Student in Peru


Gift helps Washburn art students study abroad

Peru's architecture and biodiversity provided inspiration for 15 students studying abroad with the Washburn Department of Art.

One learned new pottery techniques. Another will use bugs she saw as imagery for her painting. They all saw art, architecture and nature in 11 days traveling from the coastal city of Lima to the low-lying Amazon rainforest and to points in the Andes Mountains between Machu Picchu and Lake Titicaca reaching 14,000 feet.Peru

Students provided some of their own funding for the trip. The rest was made possible by Washburn Transformational Experience scholarships and a private gift from long-time art supporter John Adams, honorary doctor of humane letters ’08.

Adams, 93, is a retired architect from Topeka who has supported fine arts at Washburn for 28 years. His contributions of more than $350,000 have made student travel and other fine arts initiatives possible throughout the years and he is including a generous gift for Washburn in his estate to continue funding art scholarships and travel.

“I hope my gifts allow the students to have the same appreciation I had seeing different styles of artwork,” Adams said. “I’ve always been an enthusiastic traveler but I can’t do it now as I would like.”

The adventurers started their trip at a remote rainforest lodge where they saw tarantulas, frogs, army ants and horned crickets on the forest floor. The creepy crawlies didn’t bother junior art major Amber Aylor, Perry, Kansas.

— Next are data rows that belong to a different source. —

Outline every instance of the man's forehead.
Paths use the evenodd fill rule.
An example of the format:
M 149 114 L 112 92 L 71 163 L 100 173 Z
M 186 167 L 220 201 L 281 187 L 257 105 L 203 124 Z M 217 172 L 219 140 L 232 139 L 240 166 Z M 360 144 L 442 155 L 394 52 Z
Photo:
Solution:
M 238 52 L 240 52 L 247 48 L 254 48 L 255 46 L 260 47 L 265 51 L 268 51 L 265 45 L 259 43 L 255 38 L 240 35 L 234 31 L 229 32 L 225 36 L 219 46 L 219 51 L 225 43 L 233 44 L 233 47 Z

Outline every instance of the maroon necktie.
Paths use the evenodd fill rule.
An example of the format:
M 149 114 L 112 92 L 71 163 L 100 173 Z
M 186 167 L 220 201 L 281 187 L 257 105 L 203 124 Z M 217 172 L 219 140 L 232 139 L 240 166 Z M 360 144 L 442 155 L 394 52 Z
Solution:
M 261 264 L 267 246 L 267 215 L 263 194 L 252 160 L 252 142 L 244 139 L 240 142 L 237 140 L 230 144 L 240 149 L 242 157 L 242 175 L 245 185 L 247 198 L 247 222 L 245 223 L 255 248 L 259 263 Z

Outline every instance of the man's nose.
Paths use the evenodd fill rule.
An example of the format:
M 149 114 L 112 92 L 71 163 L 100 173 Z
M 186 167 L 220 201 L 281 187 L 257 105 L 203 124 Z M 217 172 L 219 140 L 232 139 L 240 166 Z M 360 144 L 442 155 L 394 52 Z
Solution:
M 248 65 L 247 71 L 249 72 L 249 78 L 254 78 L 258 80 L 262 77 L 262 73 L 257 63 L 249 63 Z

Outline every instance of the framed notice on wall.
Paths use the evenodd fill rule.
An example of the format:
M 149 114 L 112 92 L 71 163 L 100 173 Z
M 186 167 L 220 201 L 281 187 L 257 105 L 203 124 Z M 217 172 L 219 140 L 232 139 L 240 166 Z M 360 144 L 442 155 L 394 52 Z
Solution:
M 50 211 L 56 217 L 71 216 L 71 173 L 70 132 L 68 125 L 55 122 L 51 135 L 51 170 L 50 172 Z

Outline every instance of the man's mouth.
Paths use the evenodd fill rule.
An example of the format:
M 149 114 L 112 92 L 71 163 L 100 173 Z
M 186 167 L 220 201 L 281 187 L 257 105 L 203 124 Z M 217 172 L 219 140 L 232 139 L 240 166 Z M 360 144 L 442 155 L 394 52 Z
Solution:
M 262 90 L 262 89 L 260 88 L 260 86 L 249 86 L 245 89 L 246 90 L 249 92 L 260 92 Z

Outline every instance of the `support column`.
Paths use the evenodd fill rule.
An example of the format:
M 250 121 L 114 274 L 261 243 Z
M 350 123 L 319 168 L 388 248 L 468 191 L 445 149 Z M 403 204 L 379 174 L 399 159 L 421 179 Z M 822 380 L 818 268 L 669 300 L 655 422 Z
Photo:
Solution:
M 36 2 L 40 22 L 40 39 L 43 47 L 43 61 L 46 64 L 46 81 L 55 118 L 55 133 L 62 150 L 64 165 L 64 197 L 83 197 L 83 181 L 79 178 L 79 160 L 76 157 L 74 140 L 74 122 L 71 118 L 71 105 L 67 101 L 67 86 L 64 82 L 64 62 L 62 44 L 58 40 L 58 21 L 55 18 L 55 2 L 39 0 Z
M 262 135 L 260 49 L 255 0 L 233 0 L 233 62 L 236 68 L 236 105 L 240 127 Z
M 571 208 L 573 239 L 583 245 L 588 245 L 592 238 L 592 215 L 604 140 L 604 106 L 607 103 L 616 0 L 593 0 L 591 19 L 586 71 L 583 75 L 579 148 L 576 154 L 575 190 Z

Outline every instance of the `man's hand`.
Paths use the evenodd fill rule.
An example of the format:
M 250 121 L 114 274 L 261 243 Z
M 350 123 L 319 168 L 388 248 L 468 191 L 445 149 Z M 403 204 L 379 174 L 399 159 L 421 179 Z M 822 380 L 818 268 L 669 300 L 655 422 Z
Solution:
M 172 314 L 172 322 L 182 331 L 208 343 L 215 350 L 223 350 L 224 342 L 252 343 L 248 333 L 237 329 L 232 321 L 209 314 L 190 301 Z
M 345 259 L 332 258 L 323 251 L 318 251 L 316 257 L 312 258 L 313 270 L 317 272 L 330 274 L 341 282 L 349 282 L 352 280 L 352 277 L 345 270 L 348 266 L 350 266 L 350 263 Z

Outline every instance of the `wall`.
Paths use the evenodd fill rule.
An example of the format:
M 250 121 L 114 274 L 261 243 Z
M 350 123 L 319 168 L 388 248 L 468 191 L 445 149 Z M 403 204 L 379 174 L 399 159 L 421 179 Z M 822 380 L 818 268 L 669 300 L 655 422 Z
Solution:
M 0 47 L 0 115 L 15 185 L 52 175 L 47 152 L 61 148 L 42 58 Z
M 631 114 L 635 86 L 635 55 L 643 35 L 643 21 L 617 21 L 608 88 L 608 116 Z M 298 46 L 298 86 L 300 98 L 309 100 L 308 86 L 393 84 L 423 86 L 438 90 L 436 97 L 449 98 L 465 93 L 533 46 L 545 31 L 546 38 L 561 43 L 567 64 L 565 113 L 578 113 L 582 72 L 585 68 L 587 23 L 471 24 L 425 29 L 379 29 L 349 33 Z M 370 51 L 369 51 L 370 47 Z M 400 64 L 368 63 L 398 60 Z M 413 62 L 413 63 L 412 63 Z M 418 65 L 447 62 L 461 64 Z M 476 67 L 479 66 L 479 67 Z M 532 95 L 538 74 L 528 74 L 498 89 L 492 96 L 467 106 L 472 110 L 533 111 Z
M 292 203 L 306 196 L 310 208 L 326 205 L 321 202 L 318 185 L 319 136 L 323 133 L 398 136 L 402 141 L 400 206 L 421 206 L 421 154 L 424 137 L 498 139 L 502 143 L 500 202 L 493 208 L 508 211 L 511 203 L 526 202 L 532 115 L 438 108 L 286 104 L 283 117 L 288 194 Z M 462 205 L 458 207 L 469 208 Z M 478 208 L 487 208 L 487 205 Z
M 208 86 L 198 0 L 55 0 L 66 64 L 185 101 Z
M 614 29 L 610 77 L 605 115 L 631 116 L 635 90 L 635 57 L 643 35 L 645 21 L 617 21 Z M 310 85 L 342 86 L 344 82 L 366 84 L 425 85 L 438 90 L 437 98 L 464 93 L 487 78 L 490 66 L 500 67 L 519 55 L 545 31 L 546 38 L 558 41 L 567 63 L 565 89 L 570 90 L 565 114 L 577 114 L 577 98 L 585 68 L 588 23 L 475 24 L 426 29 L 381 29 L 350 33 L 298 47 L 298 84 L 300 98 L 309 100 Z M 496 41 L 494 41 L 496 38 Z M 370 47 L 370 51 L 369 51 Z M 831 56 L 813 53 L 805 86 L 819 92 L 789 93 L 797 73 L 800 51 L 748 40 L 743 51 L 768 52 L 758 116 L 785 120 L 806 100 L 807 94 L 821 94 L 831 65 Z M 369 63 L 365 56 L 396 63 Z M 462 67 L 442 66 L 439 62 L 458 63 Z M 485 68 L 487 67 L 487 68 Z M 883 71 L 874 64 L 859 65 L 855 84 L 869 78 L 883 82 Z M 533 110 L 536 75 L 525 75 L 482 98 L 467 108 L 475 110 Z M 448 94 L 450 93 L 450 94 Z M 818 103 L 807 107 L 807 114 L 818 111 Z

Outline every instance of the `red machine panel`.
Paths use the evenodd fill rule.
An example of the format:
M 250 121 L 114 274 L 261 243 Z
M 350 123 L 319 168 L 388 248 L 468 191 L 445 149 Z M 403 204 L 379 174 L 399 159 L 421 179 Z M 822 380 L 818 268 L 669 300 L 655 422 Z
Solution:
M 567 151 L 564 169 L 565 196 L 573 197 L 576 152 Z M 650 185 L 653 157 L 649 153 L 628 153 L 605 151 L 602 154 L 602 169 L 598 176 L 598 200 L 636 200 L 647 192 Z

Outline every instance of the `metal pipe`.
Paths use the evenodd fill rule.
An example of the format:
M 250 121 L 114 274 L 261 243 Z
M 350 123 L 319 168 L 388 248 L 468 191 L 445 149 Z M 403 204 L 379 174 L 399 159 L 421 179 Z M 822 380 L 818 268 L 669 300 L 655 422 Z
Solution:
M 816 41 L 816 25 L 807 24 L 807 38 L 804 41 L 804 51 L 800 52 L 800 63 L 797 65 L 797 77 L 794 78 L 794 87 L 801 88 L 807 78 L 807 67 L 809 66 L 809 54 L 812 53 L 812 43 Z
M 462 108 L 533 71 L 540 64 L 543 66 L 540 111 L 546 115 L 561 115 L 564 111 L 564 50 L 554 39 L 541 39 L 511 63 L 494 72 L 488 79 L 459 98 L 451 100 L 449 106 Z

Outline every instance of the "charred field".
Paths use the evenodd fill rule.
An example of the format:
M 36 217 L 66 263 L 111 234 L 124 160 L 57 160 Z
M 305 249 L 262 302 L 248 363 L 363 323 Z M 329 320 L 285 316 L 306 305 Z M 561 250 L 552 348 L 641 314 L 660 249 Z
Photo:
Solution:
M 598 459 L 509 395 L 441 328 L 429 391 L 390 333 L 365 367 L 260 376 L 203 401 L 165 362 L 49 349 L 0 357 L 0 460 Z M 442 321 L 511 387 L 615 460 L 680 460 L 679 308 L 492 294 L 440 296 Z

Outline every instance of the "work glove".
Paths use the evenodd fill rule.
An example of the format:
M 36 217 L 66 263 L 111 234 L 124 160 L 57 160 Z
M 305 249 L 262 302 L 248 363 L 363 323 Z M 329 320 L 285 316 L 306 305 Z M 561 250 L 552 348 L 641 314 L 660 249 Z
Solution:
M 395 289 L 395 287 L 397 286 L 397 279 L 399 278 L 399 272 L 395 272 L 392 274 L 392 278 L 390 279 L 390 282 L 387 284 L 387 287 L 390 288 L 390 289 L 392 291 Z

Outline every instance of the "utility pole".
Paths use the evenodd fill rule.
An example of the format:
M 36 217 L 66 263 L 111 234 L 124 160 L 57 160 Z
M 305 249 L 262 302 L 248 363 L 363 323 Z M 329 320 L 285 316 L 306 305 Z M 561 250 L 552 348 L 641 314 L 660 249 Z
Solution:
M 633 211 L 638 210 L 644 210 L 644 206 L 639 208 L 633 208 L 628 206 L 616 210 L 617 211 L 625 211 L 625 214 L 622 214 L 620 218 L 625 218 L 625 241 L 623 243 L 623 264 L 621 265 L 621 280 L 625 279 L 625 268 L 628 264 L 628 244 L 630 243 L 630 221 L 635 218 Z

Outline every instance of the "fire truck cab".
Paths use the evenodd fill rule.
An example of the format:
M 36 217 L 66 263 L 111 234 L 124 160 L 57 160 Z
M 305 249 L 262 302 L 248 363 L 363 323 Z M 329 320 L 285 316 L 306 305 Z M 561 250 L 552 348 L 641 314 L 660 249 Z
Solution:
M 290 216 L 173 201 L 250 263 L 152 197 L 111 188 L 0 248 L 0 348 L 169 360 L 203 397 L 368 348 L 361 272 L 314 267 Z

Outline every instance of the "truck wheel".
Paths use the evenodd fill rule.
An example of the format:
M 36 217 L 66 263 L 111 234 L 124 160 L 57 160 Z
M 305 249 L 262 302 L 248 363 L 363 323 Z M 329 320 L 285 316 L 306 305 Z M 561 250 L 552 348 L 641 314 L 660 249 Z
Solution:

Insects already appear in her work and a blue morpho butterfly and elephant beetle she encountered will both likely make it into her portfolio.

After spending two nights in the rainforest, they set out for the Andes and Machu Picchu, a city built in the 15th century, abandoned before conquistadors ever found it and left untouched until 1911. The architecture still blends perfectly with the mountainsides it was built on.

“It was just like the pictures you’ve seen,” Marydorsey Wanless, a faculty trip leader and associate professor of photography who retired after the spring semester, said. “Then you got up close and could explore it on your own. I enjoyed watching the students in awe.”

Ryan Caldwell, a ceramics major from Topeka who graduated two days before departure, was glad he had a chance to see the Inca handiwork.

“I was mesmerized by the skill it took to build that up on a mountain,” he said.

While Aylor coveted the bugs, Caldwell enjoyed playing with the dirt. He met local artists and learned techniques for burnishing clay with a stone and drying it in the sun.

Wanless hopes all her students had a chance to see and learn something different.

“We saw crafts, textiles, pre-Columbian art and ceramics,” Wanless said. “We learned how they built their reed houses on handmade reed islands, and how they constructed their boats. Hopefully, all that inspired the students.”

Aylor had never flown or seen the ocean or mountains. This trip checked all those items off her list.

“I give a humungous thank you to those who give because I wouldn’t be able to do this otherwise,” she said. “I’m more aware of what’s out there and have seen that there is so much more to experience.”

Caldwell agrees. “There are so many things about a culture that can inspire you,” he said. “Not necessarily to make art in that particular style, but to make you a more rounded person. It’s important to put that into your work.”